Chapter 4. Data-Driven Versus Data-Informed
Data is a powerful thing. It can be addictive, making you overanalyze everything. But much of what we actually do is unconscious, based on past experience and pragmatism. And with good reason: relying on wisdom and experience, rather than rigid analysis, helps us get through our day. After all, you don’t run A/B testing before deciding what pants to put on in the morning; if you did, you’d never get out the door.
One of the criticisms of Lean Startup is that it’s too data-driven. Rather than be a slave to the data, these critics say, we should use it as a tool. We should be data-informed, not data-driven. Mostly, they’re just being lazy, and looking for reasons not to do the hard work.

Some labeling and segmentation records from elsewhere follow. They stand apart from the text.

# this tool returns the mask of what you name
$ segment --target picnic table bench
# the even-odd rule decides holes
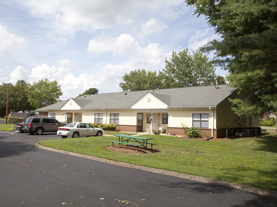
[[[266,133],[266,129],[261,129],[261,132],[262,133]]]
[[[127,145],[133,145],[134,146],[136,146],[137,147],[137,151],[138,151],[138,147],[139,146],[142,146],[142,144],[135,144],[134,143],[128,143],[128,142],[126,143],[126,142],[120,142],[120,141],[113,141],[112,140],[110,140],[109,141],[109,142],[111,142],[113,143],[113,143],[118,143],[118,145],[120,145],[120,144],[121,144],[121,145],[122,145],[122,144],[127,144]]]
[[[127,145],[134,145],[138,147],[138,146],[143,146],[143,150],[144,150],[144,147],[145,147],[147,149],[147,144],[149,144],[151,145],[151,149],[152,148],[152,146],[153,144],[156,144],[154,143],[150,143],[147,142],[147,141],[149,139],[153,139],[152,138],[145,138],[144,137],[138,137],[134,136],[131,136],[129,135],[116,135],[114,136],[118,137],[118,141],[109,141],[111,142],[113,142],[113,143],[118,143],[119,145],[120,145],[120,144],[122,145],[123,144],[126,144]],[[121,141],[120,141],[120,137],[121,137]],[[124,141],[123,140],[123,138],[125,137],[128,139],[125,139]],[[135,143],[130,143],[128,142],[128,141],[132,141],[136,142],[137,143],[137,144]],[[126,142],[127,141],[127,142]]]
[[[132,141],[136,142],[138,142],[139,143],[141,143],[141,142],[142,143],[143,143],[142,142],[140,142],[138,141],[137,141],[136,140],[132,140],[132,139],[124,139],[124,140],[125,140],[125,141],[127,141],[127,143],[129,143],[128,142],[129,141]],[[147,143],[151,145],[151,150],[152,149],[152,147],[153,146],[153,145],[157,144],[156,144],[155,143],[150,143],[150,142],[147,142]]]

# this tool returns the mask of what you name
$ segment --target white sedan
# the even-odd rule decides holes
[[[62,138],[71,137],[76,138],[79,137],[97,136],[100,137],[104,134],[104,131],[94,127],[87,123],[72,122],[58,129],[57,134]]]

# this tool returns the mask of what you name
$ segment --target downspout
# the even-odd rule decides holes
[[[151,117],[153,117],[153,116],[152,116],[152,112],[151,112]],[[151,126],[151,128],[150,128],[150,130],[151,130],[151,131],[150,131],[150,133],[152,133],[152,121],[151,121],[151,125],[150,125],[150,126]]]
[[[107,111],[104,110],[104,109],[102,109],[102,110],[105,112],[105,123],[107,123]]]
[[[212,128],[212,137],[214,137],[214,110],[212,110],[211,107],[210,107],[209,109],[210,111],[212,111],[212,116],[213,119],[213,125]]]

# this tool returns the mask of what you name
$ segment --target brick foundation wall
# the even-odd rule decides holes
[[[134,125],[116,125],[116,130],[119,131],[135,133],[137,132],[137,126]]]
[[[259,127],[253,127],[250,129],[257,129],[258,133],[260,133],[260,128]],[[212,137],[212,129],[207,128],[200,128],[201,131],[201,135],[203,137],[208,138]],[[235,133],[237,132],[242,132],[242,128],[230,128],[227,129],[227,137],[235,136]],[[220,139],[220,138],[226,138],[226,129],[214,129],[214,139]],[[184,136],[185,131],[182,127],[167,127],[166,128],[166,133],[175,134],[176,135],[179,136]]]
[[[100,128],[102,124],[97,124],[98,128]],[[134,125],[116,125],[115,130],[119,131],[127,132],[128,132],[135,133],[137,132],[137,126]]]

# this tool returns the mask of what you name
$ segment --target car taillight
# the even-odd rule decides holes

But sometimes, they have a point: using data to optimize one part of your business, without stepping back and looking at the big picture, can be dangerous—even fatal.
Consider travel agency Orbitz and its discovery that Mac users were willing to reserve a more expensive hotel room. CTO Roger Liew told the Wall Street Journal, “We had the intuition [that Mac users are 40% more likely to book a four- or five-star hotel than PC users and to stay in more expensive rooms], and we were able to confirm it based on the data.”[14]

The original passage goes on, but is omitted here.